В это вечер Айрапет так и не появляется: не иначе, как засосало фуршетом после показа. Меня никто не отвлекает и, перед уходом домой, я еще выдаю опус про Анджелину Джоли. Я искренне люблю Энджи:
Домой я в кои-то веки приезжаю вовремя и в чудесном настроении. Я крайне мила со Стасиком и даже выполняю свой супружеский долг. У меня состояние творческого подъема. И оно куда комфортнее, чем состояние, например, влюбленности, креативного поиска или, упаси Бог, кризиса жанра. А что: Алке звонить не надо, лежать и рыдать не надо и даже бежать, искать и ловить — не надо! Засыпаю я не сразу: меня распирает от идей. Завтра я напишу о Пэрис Хилтон.
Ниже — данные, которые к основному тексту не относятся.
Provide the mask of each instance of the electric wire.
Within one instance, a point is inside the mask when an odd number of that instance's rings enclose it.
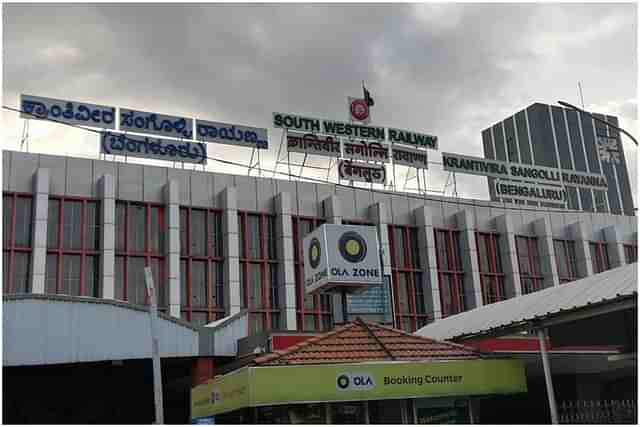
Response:
[[[27,115],[32,115],[35,118],[37,118],[38,120],[51,121],[51,122],[54,122],[54,123],[65,125],[65,126],[70,126],[70,127],[76,128],[76,129],[82,129],[82,130],[85,130],[85,131],[93,132],[93,133],[96,133],[98,135],[102,135],[104,132],[110,132],[109,130],[92,129],[92,128],[76,125],[76,124],[73,124],[73,123],[66,123],[66,122],[63,122],[63,121],[60,121],[60,120],[51,119],[51,118],[48,118],[48,117],[46,117],[46,118],[37,117],[34,114],[28,113],[26,111],[23,111],[23,110],[20,110],[20,109],[17,109],[17,108],[9,107],[9,106],[6,106],[6,105],[3,105],[2,108],[4,108],[5,110],[16,112],[16,113],[24,113],[24,114],[27,114]],[[114,133],[118,133],[118,132],[122,133],[121,131],[115,131]],[[136,135],[136,136],[138,136],[138,135]],[[142,135],[140,135],[140,136],[142,136]],[[247,164],[244,164],[244,163],[240,163],[240,162],[234,162],[234,161],[231,161],[231,160],[225,160],[225,159],[220,159],[220,158],[217,158],[217,157],[210,157],[210,156],[205,156],[205,158],[207,160],[213,160],[215,162],[226,164],[226,165],[230,165],[230,166],[251,168],[250,165],[247,165]],[[345,188],[345,189],[367,190],[367,191],[371,191],[371,192],[374,192],[374,193],[385,194],[385,195],[394,194],[394,192],[390,192],[390,191],[387,191],[387,190],[378,190],[378,189],[375,189],[375,188],[370,188],[370,189],[360,188],[360,187],[355,187],[355,186],[351,186],[351,185],[347,185],[347,184],[327,182],[327,181],[324,181],[322,179],[312,178],[312,177],[309,177],[309,176],[301,177],[301,176],[293,174],[293,173],[280,172],[280,171],[275,170],[275,169],[272,170],[272,169],[261,168],[261,170],[263,172],[265,172],[265,173],[273,173],[272,176],[274,176],[275,174],[278,174],[278,175],[283,175],[283,176],[286,176],[286,177],[289,177],[289,178],[296,178],[296,179],[302,178],[302,179],[305,179],[307,181],[311,181],[311,182],[318,183],[318,184],[333,185],[336,188],[339,187],[339,188]],[[504,210],[518,211],[518,212],[530,211],[530,212],[538,212],[538,213],[540,213],[540,212],[559,212],[559,213],[572,212],[571,210],[566,209],[566,208],[564,208],[564,209],[562,209],[562,208],[552,208],[552,207],[547,207],[547,206],[539,207],[539,208],[530,208],[530,207],[526,207],[526,206],[516,207],[516,206],[507,206],[506,202],[503,202],[502,205],[496,206],[495,204],[496,203],[499,204],[500,202],[492,202],[492,203],[494,203],[494,205],[491,205],[491,204],[482,204],[482,203],[478,203],[478,202],[472,202],[472,201],[469,201],[469,199],[464,200],[464,199],[460,199],[458,197],[455,197],[454,201],[448,201],[448,200],[443,200],[443,199],[440,199],[440,198],[429,197],[427,195],[417,196],[417,195],[413,195],[413,194],[407,193],[407,192],[400,192],[400,194],[402,194],[403,196],[405,196],[407,198],[411,198],[411,199],[414,199],[414,200],[439,202],[439,203],[450,203],[450,204],[461,205],[461,206],[472,206],[472,207],[475,207],[475,208],[504,209]],[[440,197],[443,197],[443,196],[440,196]],[[471,200],[473,200],[473,199],[471,199]],[[598,212],[585,212],[585,213],[594,213],[595,214],[595,213],[598,213]]]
Конечно, я не уподоблюсь бульварным таблоидам без фантазии и не стану описывать ее вечеринки «под кокосом», пьяную езду, реабилитационные клиники и тюрьмы. Я соберу самые оригинальные заявления Пэрис и элегантно составлю на их основе список прикладных советов для девушек. Что-то типа «Как выйти сухой из воды и высушить феном подмоченное реноме?»
Еще у меня есть очень богатая идея — Луи де Фюнес. Это очень интересная и неординарная личность, совершившая прорыв… Извиняюсь, запрещено Айрапетом! Это актер, перевернувший жанр комедии и реально научивший кинематограф не просто смеяться, а просто угорать сквозь собственные слезы! В жизни Луи был крайне угрюм, а его уморительных экранных героев я помню до сих пор, хотя последний раз видела в глубоком детстве.
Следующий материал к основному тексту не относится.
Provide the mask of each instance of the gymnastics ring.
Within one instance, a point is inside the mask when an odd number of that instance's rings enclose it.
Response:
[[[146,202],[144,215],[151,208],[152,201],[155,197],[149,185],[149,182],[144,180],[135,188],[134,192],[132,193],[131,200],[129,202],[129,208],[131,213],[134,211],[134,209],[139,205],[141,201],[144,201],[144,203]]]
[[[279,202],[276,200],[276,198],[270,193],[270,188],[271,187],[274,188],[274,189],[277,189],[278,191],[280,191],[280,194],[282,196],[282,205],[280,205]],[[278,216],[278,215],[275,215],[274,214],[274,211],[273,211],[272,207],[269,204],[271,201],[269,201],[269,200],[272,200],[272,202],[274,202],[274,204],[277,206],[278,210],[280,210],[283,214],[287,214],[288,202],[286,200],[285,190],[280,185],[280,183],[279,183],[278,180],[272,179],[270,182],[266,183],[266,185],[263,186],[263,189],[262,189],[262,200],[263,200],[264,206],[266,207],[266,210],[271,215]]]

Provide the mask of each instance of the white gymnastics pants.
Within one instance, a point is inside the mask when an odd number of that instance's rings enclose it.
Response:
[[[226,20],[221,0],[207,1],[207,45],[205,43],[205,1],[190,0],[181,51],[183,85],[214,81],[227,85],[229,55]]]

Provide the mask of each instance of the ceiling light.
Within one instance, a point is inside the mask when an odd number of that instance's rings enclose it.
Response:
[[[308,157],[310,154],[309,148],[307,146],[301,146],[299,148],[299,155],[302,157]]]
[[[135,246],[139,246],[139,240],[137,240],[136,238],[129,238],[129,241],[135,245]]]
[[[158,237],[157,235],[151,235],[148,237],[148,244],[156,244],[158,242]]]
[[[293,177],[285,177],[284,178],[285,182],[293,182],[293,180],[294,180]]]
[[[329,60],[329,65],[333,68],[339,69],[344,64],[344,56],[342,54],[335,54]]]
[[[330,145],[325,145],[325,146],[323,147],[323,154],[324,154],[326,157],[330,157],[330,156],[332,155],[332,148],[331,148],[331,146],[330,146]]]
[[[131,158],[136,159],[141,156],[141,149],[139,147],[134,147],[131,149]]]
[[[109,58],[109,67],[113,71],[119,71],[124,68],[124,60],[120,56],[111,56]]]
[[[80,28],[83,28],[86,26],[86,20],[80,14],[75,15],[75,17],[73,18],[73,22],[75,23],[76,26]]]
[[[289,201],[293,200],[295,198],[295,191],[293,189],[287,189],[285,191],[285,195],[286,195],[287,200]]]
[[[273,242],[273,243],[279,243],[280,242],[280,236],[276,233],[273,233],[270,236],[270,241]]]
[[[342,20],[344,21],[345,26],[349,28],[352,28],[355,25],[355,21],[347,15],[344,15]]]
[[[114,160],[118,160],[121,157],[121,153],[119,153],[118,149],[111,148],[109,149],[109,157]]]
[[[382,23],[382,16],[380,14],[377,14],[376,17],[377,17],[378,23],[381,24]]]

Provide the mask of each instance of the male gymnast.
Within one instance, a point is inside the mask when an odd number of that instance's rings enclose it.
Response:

Ну и хитом моего творчества станет, конечно же, Энрике Иглесиас! Уж очень мил мне этот южный красавчик, а особенно — его темные очи, будто полные слез! Так и хочется сказать: bailamos (танцуй — исп.)со мной, мучачо! Я даже иногда завидую Анне Курниковой — белой такой, почти материнской, завистью. Я вообще неравнодушна к карим глазкам, и уж сколько раз падала их жертвой. По молодости, конечно, но зато как подкошенная! В студенческой юности эти очи черные принадлежали аборигену курорта Пицунда, он натурально был копией Адриано Челентано! Позже своими живенькими карими глазками со взором горящим меня поразили пара итальяшек, один коренной севильянец и один турок из Кемера, но больше всех хлопот доставили очи отечественного производства. Выразительные такие черные вишни, с поволокой извечной печали, испокон веку свойственной иудейскому народу. По поводу той моей долгоиграющей и не слишком взаимной страсти моя покойная бабушка (тогда еще, разумеется, живая) ехидно комментировала: «Ах, эти глаза напротив… Только у твоего любезного они не с поволокой, а с волокитой!»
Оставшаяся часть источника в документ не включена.